Keith Feldman, PhD
Assistant Professor of Pediatrics, University of Missouri-Kansas City School of Medicine
Full Biography
Keith Feldman, PhD, Research Faculty, recently received a three-year, $299,997 Transformational Project Award grant from the American Heart Association for his project “Identifying Risk Factors for Severe Fontan Associated Liver Disease: A Computational Framework to Improve Matching in Case-Control Study Designs”.
The project will develop a computational framework for identifying optimal control patients for a given study based on all available medical history and clinical trajectory of patients, rather than a subset of hand-picked factors.
As for the focus on congenital single ventricle disease, Dr. Feldman explains that despite clinical improvements now extending the life expectancy of these patients, due to their compromised cardiovascular function, they tend to develop Fontan Associated Liver Disease (FALD). FALD is a progressive disorder that can include fibrosis to liver failure. A degree of FALD is present in nearly all single ventricle disease patients, but doctors and researchers continue to try to identify the risk factors that lead to end-stage disease. However, given how medically complex these patients are, disentangling specific factors is extremely challenging.
To better isolate the effect of a risk factor among the data, researchers often utilize retrospective matched case-control (MCC) study designs. By “matching” patients who exhibit an outcome (cases) to similar patients who do not (controls) it is possible to estimate the direction and magnitude of associations by comparing the incidence of a risk factor between groups.
“Matched case-control studies are powerful in removing bias from non-randomized studies. However, reliability of them is dependent on identifying controls sufficiently similar to a given case,” explains Dr. Feldman. “And the selection of your control is subject to human bias.”
The measures of similarity used to “match” patients are commonly based on a limited set of demographics or simple measures of disease state. The decision of which factors are used remains at the discretion of a study team and can vary widely between studies. This raises the possibility that different controls may have been selected if a more comprehensive set of confounders (a variable that influences both the dependent variable and independent variable) were considered.
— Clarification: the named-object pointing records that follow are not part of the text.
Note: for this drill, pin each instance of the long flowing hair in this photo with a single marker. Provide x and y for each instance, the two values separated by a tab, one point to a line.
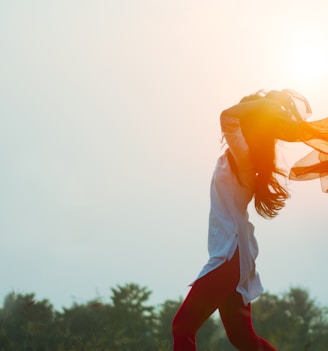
270	194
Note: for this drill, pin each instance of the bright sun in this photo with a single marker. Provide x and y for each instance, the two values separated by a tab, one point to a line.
308	55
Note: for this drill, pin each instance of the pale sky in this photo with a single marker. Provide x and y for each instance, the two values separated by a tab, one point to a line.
110	133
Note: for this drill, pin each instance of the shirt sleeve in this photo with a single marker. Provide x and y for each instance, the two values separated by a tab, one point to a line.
239	149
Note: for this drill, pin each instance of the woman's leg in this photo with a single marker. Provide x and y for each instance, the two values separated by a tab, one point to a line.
237	321
204	298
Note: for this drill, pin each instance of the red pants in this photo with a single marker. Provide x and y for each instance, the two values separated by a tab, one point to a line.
217	290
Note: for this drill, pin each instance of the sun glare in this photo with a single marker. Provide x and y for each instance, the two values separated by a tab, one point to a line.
308	55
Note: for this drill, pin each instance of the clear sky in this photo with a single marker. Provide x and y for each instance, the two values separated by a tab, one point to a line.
109	135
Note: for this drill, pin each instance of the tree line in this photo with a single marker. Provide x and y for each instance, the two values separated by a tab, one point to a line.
127	322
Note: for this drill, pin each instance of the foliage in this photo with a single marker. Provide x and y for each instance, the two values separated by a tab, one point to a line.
292	322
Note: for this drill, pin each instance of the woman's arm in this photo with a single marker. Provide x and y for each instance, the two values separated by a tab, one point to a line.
239	149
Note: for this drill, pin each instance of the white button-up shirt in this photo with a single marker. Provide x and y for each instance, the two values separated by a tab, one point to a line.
228	220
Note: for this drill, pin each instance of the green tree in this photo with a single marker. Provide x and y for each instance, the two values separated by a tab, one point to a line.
135	321
292	322
26	324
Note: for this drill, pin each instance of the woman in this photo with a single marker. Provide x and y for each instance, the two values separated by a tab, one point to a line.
247	170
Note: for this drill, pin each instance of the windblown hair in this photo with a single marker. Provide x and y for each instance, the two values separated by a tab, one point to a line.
270	195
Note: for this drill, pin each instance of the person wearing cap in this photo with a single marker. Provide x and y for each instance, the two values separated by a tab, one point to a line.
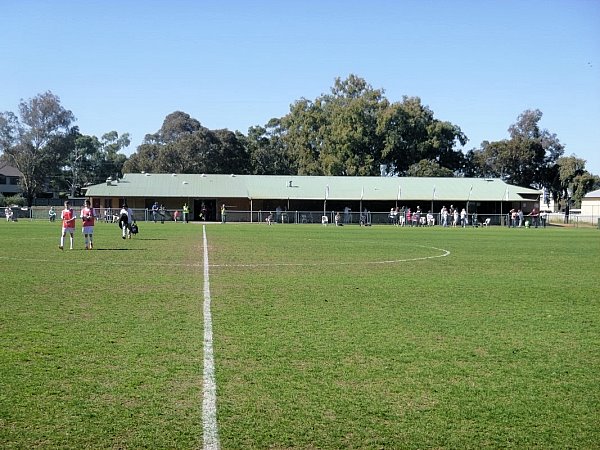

Moreover, these approaches utilize data from only a single point in time, overlooking the importance of patients’ clinical trajectories. Dr. Feldman recognized the need to standardize and expand the matching process. His project will both develop the computational framework for case-control matching and evaluate the impact of case-control matching on the precision of study results.
“We expect this approach to allow for more reliable identification risk factors of severe FALD from the heterogenous data of patients with single ventricle disease. Furthermore, given that the framework representations can be generalized to any specified outcome, we expect this approach will facilitate the study of a range of congenital heart conditions for which matched case-control studies remain the only practical design,” he said.
Together with Dr. Feldman, the study team consists of co-investigators Ryan Fischer, MD, Lori Erickson, PhD, MSN, CPNP, and Hung-Wen (Henry) Yeh, PhD, MS.